Breathe Services winding up shows gravity of data privacy breaches

Despite the repeated warnings from regulators and experts, many companies still struggle to see data privacy beyond abstract terms. According to Harper James specialist Lillian Tsang, the case of Bolton-based Breathe Services should drive home the material impacts unaddressed breaches can have on a company.

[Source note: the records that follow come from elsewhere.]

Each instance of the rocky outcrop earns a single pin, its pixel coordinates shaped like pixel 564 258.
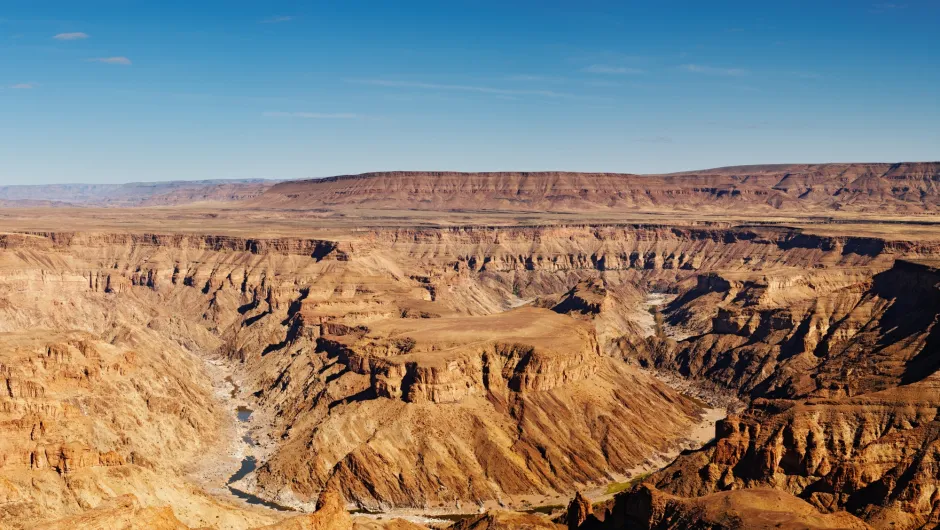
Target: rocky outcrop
pixel 390 365
pixel 907 187
pixel 502 520
pixel 758 508
pixel 851 367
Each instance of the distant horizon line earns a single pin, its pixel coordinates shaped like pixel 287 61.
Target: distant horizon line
pixel 249 180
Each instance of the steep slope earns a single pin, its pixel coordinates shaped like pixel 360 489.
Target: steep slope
pixel 399 367
pixel 852 364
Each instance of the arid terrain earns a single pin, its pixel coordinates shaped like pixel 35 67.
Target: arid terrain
pixel 743 347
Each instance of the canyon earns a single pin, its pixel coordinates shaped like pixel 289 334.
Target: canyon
pixel 437 349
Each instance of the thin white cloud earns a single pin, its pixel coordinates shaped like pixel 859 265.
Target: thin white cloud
pixel 711 70
pixel 608 69
pixel 112 60
pixel 314 115
pixel 277 19
pixel 535 78
pixel 465 88
pixel 78 35
pixel 655 140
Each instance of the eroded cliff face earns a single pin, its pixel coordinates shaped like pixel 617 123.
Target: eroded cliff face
pixel 904 187
pixel 843 369
pixel 391 366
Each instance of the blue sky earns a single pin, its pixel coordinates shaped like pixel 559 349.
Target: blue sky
pixel 123 90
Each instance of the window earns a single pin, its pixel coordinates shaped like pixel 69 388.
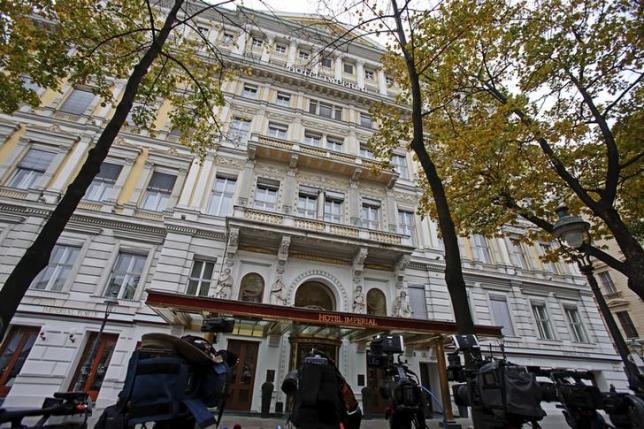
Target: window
pixel 93 365
pixel 304 55
pixel 252 288
pixel 517 254
pixel 334 143
pixel 101 186
pixel 13 354
pixel 480 249
pixel 56 274
pixel 283 99
pixel 78 102
pixel 31 168
pixel 365 120
pixel 126 275
pixel 221 201
pixel 365 152
pixel 370 215
pixel 376 303
pixel 200 277
pixel 266 195
pixel 277 130
pixel 400 166
pixel 543 321
pixel 239 130
pixel 159 190
pixel 406 223
pixel 250 91
pixel 333 207
pixel 418 302
pixel 307 203
pixel 325 109
pixel 627 324
pixel 312 138
pixel 575 325
pixel 501 315
pixel 607 283
pixel 228 38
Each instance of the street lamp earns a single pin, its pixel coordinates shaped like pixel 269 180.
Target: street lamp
pixel 109 302
pixel 575 232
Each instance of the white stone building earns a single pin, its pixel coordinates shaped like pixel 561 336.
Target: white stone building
pixel 285 211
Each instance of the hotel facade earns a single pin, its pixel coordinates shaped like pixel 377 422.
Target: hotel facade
pixel 287 226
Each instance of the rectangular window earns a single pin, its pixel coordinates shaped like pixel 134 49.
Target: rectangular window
pixel 370 215
pixel 78 102
pixel 365 120
pixel 221 200
pixel 418 302
pixel 627 324
pixel 400 166
pixel 501 315
pixel 126 275
pixel 406 223
pixel 480 249
pixel 307 203
pixel 543 321
pixel 283 99
pixel 365 152
pixel 266 195
pixel 278 131
pixel 334 143
pixel 56 274
pixel 158 192
pixel 312 138
pixel 249 91
pixel 239 131
pixel 31 168
pixel 517 254
pixel 607 283
pixel 200 278
pixel 333 207
pixel 13 354
pixel 102 185
pixel 575 325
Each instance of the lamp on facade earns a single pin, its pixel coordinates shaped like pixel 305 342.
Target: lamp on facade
pixel 575 232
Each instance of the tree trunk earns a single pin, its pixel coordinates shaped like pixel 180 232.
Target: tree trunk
pixel 37 256
pixel 453 269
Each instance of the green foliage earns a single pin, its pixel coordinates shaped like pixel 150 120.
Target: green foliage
pixel 504 83
pixel 97 44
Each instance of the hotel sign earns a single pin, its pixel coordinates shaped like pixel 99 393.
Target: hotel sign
pixel 307 72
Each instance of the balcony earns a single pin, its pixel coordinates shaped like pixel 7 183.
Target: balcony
pixel 306 156
pixel 262 231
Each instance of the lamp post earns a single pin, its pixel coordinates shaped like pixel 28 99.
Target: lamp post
pixel 109 302
pixel 575 232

Breathe Services is a debt advice company based in Bolton. The firm first came to the attention of the Information Commissioner’s Office (ICO) as part of a wider investigation into complaints received about unsolicited phone calls to potentially vulnerable individuals. A resulting investigation by the ICO found that between March and July, and October and December 2022, BSL bombarded people with 4,376,037 unsolicited direct marketing calls – with the recipients having been registered to the Telephone Preference Service (TPS).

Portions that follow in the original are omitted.